Early study discontinuation at commercial sites did reduce the statistical power of the ADCS MCI trial. Average person-years of observation for subjects recruited by commercial sites was 1.75 person-years per subject recruited, compared to 2.01 person-years per subject recruited by ADC sites and 1.95 person-years per subject recruited by non-ADC university-affiliated sites. Compounding the high study discontinuation rate was a low incident dementia rate among subjects recruited by commercial sites (Table 3). There were only 10.4 incident dementia cases per 100 person-years of observation at the commercial sites compared to 16.6 and 14.4 incident dementia cases per 100 person-years of observation at the ADC and university-affiliated sites. We speculate that this is can be attributed to a lack of specificity of diagnosis for amnestic MCI by commercial sites when screening subjects for inclusion in the ADCS MCI trial (the inclusion criteria specified that non-amnestic subtypes of MCI should not be enrolled).

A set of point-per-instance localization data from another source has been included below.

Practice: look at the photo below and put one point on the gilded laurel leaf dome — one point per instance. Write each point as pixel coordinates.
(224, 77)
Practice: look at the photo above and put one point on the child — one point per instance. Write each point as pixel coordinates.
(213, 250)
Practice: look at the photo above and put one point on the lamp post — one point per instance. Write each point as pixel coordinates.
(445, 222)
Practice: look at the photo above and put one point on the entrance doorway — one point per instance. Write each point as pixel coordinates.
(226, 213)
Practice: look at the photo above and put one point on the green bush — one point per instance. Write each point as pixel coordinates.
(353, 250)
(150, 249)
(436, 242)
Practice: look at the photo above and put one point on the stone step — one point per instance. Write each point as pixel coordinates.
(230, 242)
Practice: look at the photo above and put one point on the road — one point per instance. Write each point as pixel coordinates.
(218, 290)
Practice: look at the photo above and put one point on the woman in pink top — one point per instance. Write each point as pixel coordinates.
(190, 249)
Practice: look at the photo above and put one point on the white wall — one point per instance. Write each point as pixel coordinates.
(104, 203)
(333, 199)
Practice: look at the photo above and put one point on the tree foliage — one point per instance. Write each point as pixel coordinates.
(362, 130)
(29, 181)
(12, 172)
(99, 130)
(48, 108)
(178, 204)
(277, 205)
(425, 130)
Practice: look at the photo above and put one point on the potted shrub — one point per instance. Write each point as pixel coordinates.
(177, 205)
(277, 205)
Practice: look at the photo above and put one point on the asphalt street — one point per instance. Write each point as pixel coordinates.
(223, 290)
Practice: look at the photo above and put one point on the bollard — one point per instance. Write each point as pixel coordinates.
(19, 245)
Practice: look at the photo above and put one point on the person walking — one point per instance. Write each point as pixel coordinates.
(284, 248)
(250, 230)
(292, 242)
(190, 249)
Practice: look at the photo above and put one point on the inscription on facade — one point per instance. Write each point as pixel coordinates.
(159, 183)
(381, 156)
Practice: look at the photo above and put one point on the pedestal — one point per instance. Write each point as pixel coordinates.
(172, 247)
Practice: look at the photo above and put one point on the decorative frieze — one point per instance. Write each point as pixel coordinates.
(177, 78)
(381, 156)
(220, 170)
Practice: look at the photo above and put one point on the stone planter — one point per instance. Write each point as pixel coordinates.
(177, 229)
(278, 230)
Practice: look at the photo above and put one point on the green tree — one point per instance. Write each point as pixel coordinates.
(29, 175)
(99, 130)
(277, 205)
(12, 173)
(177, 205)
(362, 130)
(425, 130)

Clinicians at commercial sites may have been less sensitive than their ADC and university-affiliated research counterparts to those inclusion criteria intended to narrow recruitment to the amnestic subtype of MCI that is most consistent with prodromal AD.
Cumulatively, high study discontinuation rates and low incident dementia rates such as experienced by commercial sites in the ADCS MCI trial can substantially compromise statistical power. One practical measure of the effect of incidence rates and discontinuation rates on power is in the calculation of sample size requirements when planning future trials. The statistical power of a survival analysis is determined by the expected number of incident events observed24. During this three-year trial, the commercial sites observed 0.1818 dementia events per study subject recruited, while the ADC sites observed 0.3333 dementia events per study subject recruited. Based on the number of events observed per subject recruited, a clinical trial using commercial sites with the discontinuation rates and incident dementia rates experienced in the ADCS MCI trial would require 1.8 times as many subjects as a comparably powered clinical trial using ADC clinical sites.

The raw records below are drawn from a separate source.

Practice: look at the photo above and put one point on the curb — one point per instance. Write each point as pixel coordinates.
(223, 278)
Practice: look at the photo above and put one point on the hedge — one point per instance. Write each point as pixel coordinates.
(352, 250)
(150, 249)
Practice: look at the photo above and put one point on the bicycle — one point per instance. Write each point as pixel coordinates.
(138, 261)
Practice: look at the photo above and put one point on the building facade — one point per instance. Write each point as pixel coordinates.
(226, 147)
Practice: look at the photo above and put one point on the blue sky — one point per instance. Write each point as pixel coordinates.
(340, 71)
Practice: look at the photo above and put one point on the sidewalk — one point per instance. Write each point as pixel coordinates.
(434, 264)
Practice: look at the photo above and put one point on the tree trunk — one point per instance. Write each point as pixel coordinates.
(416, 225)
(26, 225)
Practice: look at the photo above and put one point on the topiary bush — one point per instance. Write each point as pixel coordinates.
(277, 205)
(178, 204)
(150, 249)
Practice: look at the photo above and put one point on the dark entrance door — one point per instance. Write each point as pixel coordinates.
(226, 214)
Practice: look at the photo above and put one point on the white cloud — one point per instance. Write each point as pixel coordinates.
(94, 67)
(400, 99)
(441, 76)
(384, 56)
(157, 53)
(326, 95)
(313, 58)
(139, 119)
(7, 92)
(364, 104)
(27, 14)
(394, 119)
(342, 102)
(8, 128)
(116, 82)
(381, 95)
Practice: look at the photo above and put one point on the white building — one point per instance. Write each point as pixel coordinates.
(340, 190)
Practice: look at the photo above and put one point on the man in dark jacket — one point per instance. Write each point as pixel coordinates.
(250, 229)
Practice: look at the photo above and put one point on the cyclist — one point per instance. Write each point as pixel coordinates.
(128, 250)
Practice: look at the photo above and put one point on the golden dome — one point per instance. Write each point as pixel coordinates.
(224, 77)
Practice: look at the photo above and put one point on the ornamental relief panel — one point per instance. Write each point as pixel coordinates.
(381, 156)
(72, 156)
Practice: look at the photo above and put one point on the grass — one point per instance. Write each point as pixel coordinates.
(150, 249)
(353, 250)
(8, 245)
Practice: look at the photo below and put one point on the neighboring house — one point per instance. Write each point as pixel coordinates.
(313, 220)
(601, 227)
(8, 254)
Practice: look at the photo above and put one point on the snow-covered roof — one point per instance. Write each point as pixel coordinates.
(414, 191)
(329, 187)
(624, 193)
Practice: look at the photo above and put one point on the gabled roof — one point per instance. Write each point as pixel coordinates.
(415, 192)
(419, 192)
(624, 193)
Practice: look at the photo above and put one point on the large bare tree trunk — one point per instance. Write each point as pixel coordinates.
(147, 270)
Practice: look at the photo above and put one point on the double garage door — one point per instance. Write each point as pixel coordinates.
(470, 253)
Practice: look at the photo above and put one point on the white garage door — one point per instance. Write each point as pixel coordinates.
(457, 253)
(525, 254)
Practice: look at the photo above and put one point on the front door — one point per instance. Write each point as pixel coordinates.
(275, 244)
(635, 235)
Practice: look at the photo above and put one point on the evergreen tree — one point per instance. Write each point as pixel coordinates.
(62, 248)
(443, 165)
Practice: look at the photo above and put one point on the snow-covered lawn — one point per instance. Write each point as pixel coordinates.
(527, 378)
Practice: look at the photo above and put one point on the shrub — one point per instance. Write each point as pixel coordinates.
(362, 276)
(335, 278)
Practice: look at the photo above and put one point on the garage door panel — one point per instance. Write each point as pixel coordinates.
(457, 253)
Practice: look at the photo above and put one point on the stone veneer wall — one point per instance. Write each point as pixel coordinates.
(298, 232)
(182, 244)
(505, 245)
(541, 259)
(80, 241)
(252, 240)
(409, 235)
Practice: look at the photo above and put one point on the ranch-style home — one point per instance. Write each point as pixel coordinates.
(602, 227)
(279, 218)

Subject dropout has been problematic for many MCI trials performed to date (reviewed in Jelic et al.3). Missing data due to study subject dropout compromises the power and validity of statistical analyses of trial results. We identified several demographic parameters that predict a higher dropout rate, including sex, marital status, education, and race/ethnicity. Retention efforts targeting the identified groups may improve the representativeness and power of future trials. We also found that commercial recruitment sites have a higher dropout rate and lower incident dementia rate than ADCs and university-affiliated sites. Overall, the ADCS MCI trial had a relatively low dropout rate compared to most MCI trials performed to date3, presumably because the ADCS MCI trial was less reliant on commercial sites for recruitment. We conclude that utilization of academic sites could substantively decrease dropout and improve the statistical power and validity of future clinical trials of cognitively impaired elderly.
Supported by the National Institute on Aging grants to the Alzheimer’s Disease Cooperative Study (U01 AG010483) and the University of California San Diego Alzheimer’s Disease Research Center (P50 AG005131).